Protection from second hand smoke has improved considerably in the EU, according to a report published by the European Commission on 22 February 2013. 28% of Europeans were exposed to second hand smoke in bars in 2012 - down from 46% in 2009. The report is based on self-reporting by the 27 Member States, following the 2009 Council Recommendation on Smoke-free Environments (2009/C 296/02), which called upon governments to adopt and implement laws to fully protect their citizens from exposure to tobacco smoke in enclosed public places, workplaces and public transport. The report dispels concerns about smoking bans impacting negatively on the revenues of bars and restaurants, by showing that the economic impact has been limited, neutral and even positive over time. However, the report also illustrates that some Member States are lagging behind, in terms of comprehensive laws protecting public health, and enforcement.


Exposure to second hand tobacco smoke is a wide-spread source of mortality, morbidity and disability in the EU. According to conservative estimates (Council Recommendation of 30 November 2009 on smoke-free environments (2009/C 296/02)

), more than 70 000 adults in the EU died due to exposure to tobacco smoke in 2002, many of them non-smokers or employees exposed to second hand smoking at their workplaces.

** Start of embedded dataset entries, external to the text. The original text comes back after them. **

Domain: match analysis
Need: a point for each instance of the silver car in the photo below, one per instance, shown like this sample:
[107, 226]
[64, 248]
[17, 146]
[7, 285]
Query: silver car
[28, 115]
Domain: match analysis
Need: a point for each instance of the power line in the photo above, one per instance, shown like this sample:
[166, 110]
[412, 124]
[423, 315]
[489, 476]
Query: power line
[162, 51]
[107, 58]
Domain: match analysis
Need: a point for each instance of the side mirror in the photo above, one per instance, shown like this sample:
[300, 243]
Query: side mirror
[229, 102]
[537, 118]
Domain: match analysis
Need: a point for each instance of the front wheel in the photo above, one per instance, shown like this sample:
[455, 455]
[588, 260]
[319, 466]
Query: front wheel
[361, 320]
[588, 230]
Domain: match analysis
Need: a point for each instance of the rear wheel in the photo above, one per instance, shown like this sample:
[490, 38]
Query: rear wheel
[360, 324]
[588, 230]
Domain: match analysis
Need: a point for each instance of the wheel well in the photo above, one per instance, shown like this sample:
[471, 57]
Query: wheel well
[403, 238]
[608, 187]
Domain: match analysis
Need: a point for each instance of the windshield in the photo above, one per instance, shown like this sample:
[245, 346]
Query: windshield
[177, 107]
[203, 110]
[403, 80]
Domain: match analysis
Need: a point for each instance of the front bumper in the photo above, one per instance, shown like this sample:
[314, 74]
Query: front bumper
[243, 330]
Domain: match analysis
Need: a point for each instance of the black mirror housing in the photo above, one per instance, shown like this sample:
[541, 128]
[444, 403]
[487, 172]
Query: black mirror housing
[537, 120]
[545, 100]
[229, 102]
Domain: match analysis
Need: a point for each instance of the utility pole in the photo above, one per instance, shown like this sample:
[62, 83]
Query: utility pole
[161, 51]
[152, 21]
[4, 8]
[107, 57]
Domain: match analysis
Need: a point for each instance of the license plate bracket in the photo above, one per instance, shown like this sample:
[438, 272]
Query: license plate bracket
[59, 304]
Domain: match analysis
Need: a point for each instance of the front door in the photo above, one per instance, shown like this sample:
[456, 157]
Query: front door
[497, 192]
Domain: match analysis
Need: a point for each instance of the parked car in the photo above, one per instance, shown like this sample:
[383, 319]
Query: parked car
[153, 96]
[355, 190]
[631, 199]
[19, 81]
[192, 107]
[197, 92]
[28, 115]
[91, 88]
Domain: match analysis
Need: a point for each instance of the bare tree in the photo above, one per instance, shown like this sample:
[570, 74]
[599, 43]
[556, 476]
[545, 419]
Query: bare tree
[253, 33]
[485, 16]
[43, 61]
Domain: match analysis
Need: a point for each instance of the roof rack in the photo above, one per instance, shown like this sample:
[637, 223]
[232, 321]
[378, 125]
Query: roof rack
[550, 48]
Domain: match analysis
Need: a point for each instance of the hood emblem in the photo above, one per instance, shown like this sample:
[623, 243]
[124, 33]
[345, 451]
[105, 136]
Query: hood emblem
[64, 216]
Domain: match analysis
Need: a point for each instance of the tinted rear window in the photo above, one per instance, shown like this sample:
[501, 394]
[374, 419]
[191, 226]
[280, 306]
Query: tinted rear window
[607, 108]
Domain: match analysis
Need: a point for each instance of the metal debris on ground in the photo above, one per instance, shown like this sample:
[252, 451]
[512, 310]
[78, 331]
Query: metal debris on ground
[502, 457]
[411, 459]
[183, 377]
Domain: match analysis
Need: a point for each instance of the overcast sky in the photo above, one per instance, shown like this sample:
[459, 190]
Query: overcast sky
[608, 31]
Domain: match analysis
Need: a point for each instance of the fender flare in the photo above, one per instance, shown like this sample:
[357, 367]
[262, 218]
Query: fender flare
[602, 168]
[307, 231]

The WHO Framework Convention on Tobacco Control calls on all of its signatories (176 parties) to provide effective "protection from exposure to tobacco smoke in indoor workplaces, public transport, indoor public places, and, as appropriate, other public places". Guidelines were adopted in 2007 to help parties meet their obligations.

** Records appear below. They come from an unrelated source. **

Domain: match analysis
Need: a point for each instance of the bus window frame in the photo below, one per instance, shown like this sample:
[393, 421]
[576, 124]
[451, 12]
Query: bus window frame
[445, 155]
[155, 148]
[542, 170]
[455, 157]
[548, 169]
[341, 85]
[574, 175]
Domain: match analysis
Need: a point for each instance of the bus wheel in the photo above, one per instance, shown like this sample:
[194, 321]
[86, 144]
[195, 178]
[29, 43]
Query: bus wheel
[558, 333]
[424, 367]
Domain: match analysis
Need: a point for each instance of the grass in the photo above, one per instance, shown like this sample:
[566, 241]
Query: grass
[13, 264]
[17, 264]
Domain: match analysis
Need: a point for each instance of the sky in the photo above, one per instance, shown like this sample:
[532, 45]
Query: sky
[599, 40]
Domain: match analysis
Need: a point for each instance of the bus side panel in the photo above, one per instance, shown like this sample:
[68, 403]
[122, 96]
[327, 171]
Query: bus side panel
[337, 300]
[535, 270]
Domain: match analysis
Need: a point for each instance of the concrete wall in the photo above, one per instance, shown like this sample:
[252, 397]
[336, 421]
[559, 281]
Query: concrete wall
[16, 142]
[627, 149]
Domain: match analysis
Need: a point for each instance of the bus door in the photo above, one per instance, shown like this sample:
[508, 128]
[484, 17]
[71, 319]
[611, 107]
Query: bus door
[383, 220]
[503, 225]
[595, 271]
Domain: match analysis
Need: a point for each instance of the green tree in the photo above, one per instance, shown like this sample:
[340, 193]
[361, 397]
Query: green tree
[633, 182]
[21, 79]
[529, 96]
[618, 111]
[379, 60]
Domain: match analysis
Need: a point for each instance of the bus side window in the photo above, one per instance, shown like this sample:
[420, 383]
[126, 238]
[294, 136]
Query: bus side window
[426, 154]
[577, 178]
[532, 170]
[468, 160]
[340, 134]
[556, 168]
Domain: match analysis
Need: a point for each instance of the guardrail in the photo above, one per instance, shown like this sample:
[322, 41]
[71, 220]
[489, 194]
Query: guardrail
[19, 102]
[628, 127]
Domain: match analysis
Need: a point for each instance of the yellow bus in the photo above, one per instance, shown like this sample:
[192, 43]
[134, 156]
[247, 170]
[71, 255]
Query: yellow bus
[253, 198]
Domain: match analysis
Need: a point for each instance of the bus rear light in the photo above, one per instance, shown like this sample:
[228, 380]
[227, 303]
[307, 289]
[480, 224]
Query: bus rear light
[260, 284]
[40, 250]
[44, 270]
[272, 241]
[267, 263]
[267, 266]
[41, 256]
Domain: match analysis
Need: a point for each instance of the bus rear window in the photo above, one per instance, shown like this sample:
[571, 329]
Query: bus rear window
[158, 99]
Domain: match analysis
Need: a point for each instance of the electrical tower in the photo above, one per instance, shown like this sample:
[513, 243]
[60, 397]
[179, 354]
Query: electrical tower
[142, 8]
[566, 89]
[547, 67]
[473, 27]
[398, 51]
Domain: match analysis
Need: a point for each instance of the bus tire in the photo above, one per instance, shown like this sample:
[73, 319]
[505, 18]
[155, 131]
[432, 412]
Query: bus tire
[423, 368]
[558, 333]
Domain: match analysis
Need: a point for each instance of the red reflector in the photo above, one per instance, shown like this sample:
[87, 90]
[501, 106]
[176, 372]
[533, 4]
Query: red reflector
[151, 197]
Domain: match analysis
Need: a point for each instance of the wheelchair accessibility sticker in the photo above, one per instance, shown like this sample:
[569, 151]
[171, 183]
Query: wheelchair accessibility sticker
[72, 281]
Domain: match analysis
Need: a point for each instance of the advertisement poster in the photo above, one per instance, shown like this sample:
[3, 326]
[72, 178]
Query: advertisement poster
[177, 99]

It was against this background that the EU Council adopted a Council Recommendation on Smoke-free Environments in 2009, calling on Member States to introduce measures to provide effective protection against exposure to second hand smoke no later than November 2012.

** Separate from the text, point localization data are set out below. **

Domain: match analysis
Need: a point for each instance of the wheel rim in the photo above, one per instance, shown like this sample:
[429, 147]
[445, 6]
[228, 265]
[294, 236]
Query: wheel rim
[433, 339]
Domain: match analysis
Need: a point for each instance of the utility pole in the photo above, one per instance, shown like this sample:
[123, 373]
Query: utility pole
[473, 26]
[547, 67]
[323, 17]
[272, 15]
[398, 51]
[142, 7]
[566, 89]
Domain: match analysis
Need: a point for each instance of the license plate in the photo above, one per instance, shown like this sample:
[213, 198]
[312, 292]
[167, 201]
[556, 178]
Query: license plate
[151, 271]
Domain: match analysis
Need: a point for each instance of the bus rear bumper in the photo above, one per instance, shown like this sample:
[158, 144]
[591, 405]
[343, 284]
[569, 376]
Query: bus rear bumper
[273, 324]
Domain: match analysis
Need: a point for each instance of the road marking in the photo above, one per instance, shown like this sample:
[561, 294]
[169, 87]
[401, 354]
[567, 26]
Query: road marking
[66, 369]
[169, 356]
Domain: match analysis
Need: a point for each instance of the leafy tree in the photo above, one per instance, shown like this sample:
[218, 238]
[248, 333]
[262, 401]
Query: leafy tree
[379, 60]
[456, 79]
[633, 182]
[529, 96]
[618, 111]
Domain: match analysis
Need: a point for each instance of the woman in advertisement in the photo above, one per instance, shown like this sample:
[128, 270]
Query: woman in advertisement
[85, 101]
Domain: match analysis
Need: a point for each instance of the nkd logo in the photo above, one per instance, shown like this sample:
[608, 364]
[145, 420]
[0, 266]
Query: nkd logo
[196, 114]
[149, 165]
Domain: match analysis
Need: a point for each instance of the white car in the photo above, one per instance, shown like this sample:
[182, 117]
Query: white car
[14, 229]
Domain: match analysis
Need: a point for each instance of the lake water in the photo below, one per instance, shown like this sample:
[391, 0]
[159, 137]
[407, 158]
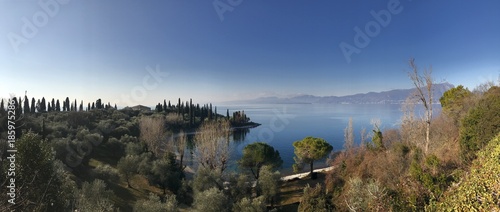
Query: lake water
[282, 124]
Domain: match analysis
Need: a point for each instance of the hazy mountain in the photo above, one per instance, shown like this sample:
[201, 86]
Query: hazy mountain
[396, 96]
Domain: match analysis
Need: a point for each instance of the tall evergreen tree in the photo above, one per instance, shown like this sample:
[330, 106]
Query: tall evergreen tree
[215, 113]
[43, 105]
[2, 107]
[58, 106]
[33, 105]
[53, 105]
[191, 118]
[179, 107]
[66, 102]
[38, 106]
[26, 105]
[210, 112]
[98, 104]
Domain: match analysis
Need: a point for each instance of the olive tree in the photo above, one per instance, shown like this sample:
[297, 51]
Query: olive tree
[212, 145]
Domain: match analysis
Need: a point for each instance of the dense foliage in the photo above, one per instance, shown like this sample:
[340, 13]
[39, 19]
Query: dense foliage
[480, 189]
[309, 150]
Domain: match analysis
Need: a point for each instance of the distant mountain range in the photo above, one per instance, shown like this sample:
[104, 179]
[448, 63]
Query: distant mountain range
[396, 96]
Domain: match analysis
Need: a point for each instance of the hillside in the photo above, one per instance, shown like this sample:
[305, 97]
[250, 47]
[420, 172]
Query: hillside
[396, 96]
[480, 189]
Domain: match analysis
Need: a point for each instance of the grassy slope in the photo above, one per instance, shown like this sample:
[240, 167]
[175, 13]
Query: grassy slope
[479, 190]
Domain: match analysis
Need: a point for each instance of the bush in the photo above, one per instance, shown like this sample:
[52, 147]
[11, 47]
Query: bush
[153, 204]
[94, 197]
[314, 199]
[211, 200]
[480, 190]
[106, 172]
[480, 124]
[250, 205]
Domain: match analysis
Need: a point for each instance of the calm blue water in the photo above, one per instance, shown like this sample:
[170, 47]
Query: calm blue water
[282, 124]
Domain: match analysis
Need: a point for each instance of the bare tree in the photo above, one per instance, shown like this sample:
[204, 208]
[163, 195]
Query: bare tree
[424, 87]
[212, 145]
[153, 133]
[349, 137]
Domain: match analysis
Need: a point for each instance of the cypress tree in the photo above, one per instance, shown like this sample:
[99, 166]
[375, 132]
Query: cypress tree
[215, 113]
[98, 104]
[210, 112]
[58, 106]
[33, 105]
[53, 103]
[43, 106]
[66, 102]
[191, 112]
[179, 107]
[26, 105]
[2, 107]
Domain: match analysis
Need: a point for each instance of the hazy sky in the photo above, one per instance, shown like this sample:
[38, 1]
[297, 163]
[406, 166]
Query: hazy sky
[238, 49]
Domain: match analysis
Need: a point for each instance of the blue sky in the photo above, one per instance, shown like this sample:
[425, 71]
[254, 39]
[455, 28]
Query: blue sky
[101, 49]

Other key findings of the report:



  • All Member States report that they have adopted measures to protect citizens against exposure to tobacco smoke.
  • National measures differ considerably in extent and scope. About half of the Member States have adopted or strengthened their smoke-free legislation since 2009. Many also started earlier.
  • Enforcement seems to be a problem in some Member States. Complex legislation (i.e. legislation with exemptions) is found to be particularly difficult to enforce.
  • The actual exposure rates for EU citizens dropped overall from 2009 to 2012 (e.g. for citizens visiting drinking places the exposure rate dropped from 46% to 28%). There are however very significant differences between Member States.
  • Belgium, Spain and Poland are examples of countries where the adoption of comprehensive legislation led to very significant drops in exposure rates within a short period of time.
  • The positive health effects of smoke-free legislation are immediate and include a reduction in the incidence of heart attacks and improvements in respiratory health.
  • Public support for smoke-free legislation is very high in Europe. A 2009 survey showed that a majority of Europeans are supportive. This is also supported by national surveys which reveal that support increased after introduction of effective measures.